Karel Hruška (14 June 1891 – 17 October 1966) was a Czech tenor, radio personality, and actor of the stage and film. He was an unusual singer for his day in that he recorded and performed both classical and popular music. Possessing a great comic talent, he specialized in creating character parts on the opera stage. He was a much loved Principál komediantů in Bedřich Smetana's The Bartered Bride, notably portraying the role a total of 855 times during his career.

==Biography==
Born in Plzeň, Hruška studied singing with Josef Branzovský before making his professional opera debut as Beppe in Ruggero Leoncavallo's Pagliacci at the J. K. Tyl Theatre in Plzeň in 1911. He was committed to that opera house for the next eight years. In 1919 he joined the roster of singers at the National Theatre in Prague where he portrayed mainly comprimario roles for many years. He notably created the role of the Executioner in the world premiere of Jaromír Weinberger's Schwanda the Bagpiper on 27 April 1927.
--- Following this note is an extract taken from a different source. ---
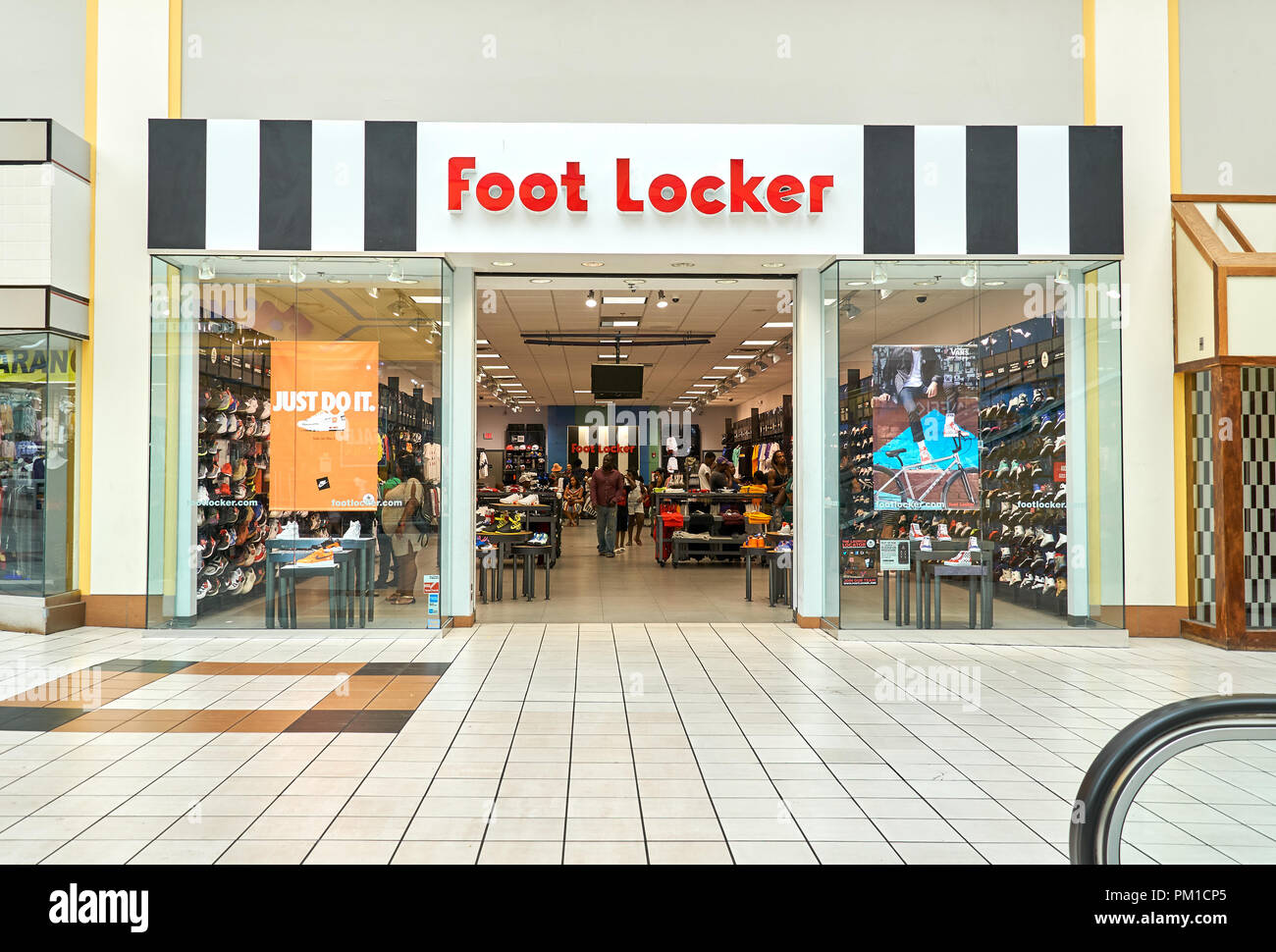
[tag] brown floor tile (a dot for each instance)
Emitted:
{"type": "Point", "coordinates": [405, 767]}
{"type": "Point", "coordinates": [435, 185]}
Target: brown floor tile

Between 1928 and 1943 Hruška made several gramophone record recordings of popular music, including a number of recordings with Vlasta Burian. He also had his own program on Czech Radio and sang on a number of complete opera recordings made on the Supraphon label.

Hruška made his first movie appearance in the 1913 Czech feature film Prodaná nevěsta. He appeared in seven more Czech feature films during his career: Červená karkulka (1922), Josef Kajetán Tyl (1926), Podskalák (1929), Třetí zvonění (1938), Zvony z rákosu (1951), Anna proletářka (1953), and Dobrodružství na Zlaté zátoce (1955).